Closed dragen1860 closed 4 years ago
This appears to happen because of the broadcasted multiply that follows the squeeze-and-excitation layers.
@hollance oh.... any ways to accerlerate this? thank you.
The ANE seems to work fine with regular multiply layers, even if they do limited broadcasting, so you could try replacing the multiplyBroadcastable layer with a multiply layer (have not tried this yet myself).
@hollance Wow, I saw your machinethink blogs. That's really detailed blogs. Helpful! Great appreciation to that. May I ask you for some suggestions. Currently I'm using Mobilenetv2 on Coreml. It's fast with 3ms on NPU for binary classification. However, I still want to get some accerleration done. Any tips to accelerate it? or is there Any deep models run faster than mobv2 on coreml? Thank you.
@dragen1860 Well, I did write a blog post about this: https://machinethink.net/blog/mobile-architectures/ 😄
@hollance Yeah, i actully read your detailed blog already. But from your blog, it seems mobv2 and mobv3, efficientnet is the best choices. But currently Only mobv2 can be accelerated by NPU. these Modules containing SE module will run slower on NPU compared with CPU.
Indeed, I try to transfer the broadcasted multiply by manual repeat
and then multiply
, as follows:
class SELayer(nn.Module):
def __init__(self, channel, reduction=4, width=56):
super(SELayer, self).__init__()
self.avg_pool = nn.AdaptiveAvgPool2d(1)
self.fc = nn.Sequential(
nn.Linear(channel, channel // reduction),
nn.ReLU(inplace=True),
nn.Linear(channel // reduction, channel),
h_sigmoid()
)
self.width = width
def forward(self, x):
b, c, h, w = x.size()
y = self.avg_pool(x).view(b, c)
y = self.fc(y)
y = y.view(b, c, 1, 1)
# repeat to [b, c, h, w]
y = y.repeat(1, 1, self.width, self.width)
print('x:', x.shape, 'y:', y.shape, self.width)
out = x * y
# reshape to vector and then mulitply
out = torch.mul(x.view(-1), y.view(-1))
# restore the shape
out = out.reshape(b, c, h, w)
return out
But it still not get accerlerated! any tips? Thank you.
The MobileNetV3 that I converted from TensorFlow (using tfcoreml) already uses plain "multiply" layers instead of "multiplyBroadcastable". The "multiply" layer already does a few limited kinds of broadcasting, so you don't need to manually duplicate the rows/columns of the tensor. That just makes everything slower. I'd need to dig deeper into exactly which layers are preventing the model from running on the ANE.

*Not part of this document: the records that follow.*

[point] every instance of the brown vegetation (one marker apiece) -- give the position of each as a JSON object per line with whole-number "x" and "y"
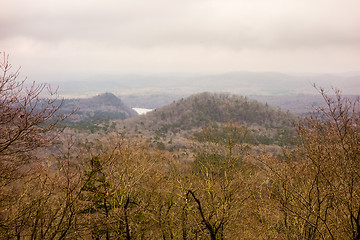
{"x": 122, "y": 187}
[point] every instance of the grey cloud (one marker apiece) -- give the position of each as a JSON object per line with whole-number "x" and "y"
{"x": 159, "y": 23}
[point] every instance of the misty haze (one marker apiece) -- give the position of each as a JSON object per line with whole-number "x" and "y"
{"x": 161, "y": 119}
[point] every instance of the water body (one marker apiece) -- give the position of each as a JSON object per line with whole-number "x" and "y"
{"x": 142, "y": 110}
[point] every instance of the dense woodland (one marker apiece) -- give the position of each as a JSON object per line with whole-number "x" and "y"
{"x": 211, "y": 166}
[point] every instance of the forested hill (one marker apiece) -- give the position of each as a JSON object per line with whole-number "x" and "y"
{"x": 210, "y": 108}
{"x": 100, "y": 107}
{"x": 186, "y": 117}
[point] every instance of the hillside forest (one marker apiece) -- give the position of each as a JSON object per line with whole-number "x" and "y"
{"x": 210, "y": 166}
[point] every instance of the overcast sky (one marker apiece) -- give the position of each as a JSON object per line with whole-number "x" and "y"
{"x": 60, "y": 37}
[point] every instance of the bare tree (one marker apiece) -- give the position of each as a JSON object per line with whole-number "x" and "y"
{"x": 26, "y": 115}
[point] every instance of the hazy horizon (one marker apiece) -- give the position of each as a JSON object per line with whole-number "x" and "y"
{"x": 54, "y": 39}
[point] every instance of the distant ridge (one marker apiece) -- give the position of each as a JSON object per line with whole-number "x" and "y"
{"x": 100, "y": 107}
{"x": 188, "y": 116}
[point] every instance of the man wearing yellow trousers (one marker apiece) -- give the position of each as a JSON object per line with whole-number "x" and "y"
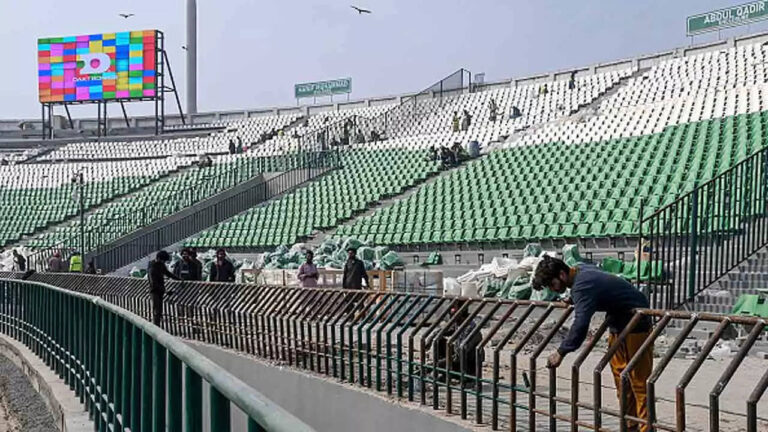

I trained MobileNet V3 using my dataset, then, I converted the trained model using coremltools. Everything worked well, except when testing my model on iPhone 12 Pro, it took +20 milliseconds for one inference, while MobileNet V2 took only 1 to 2 milliseconds for running one inference. Any suggestions on how did you solve this problem?
I used pretrained MobileNet V2 and V3 from PyTorch's Model Zoo.
@Sehaba95 For inference time debugging, a useful tool is Xcode with "Performance reports" and "Profile with instruments". See https://developer.apple.com/machine-learning/core-ml/ for details. Hope it helps!
Dear all, Has anyone succed run mobileetv3 small/large on Iphone with NPU/GPU/CPU accelerated? in my case, i found the mobilenetv3 small run on CPU with 10ms inference time, compared with 20ms for mobilenetv2 cpu. However, mobilenetv3 run on NPU need 11ms , compared with 3ms for mobilenetv2. I do not know why? any tips? Thank you.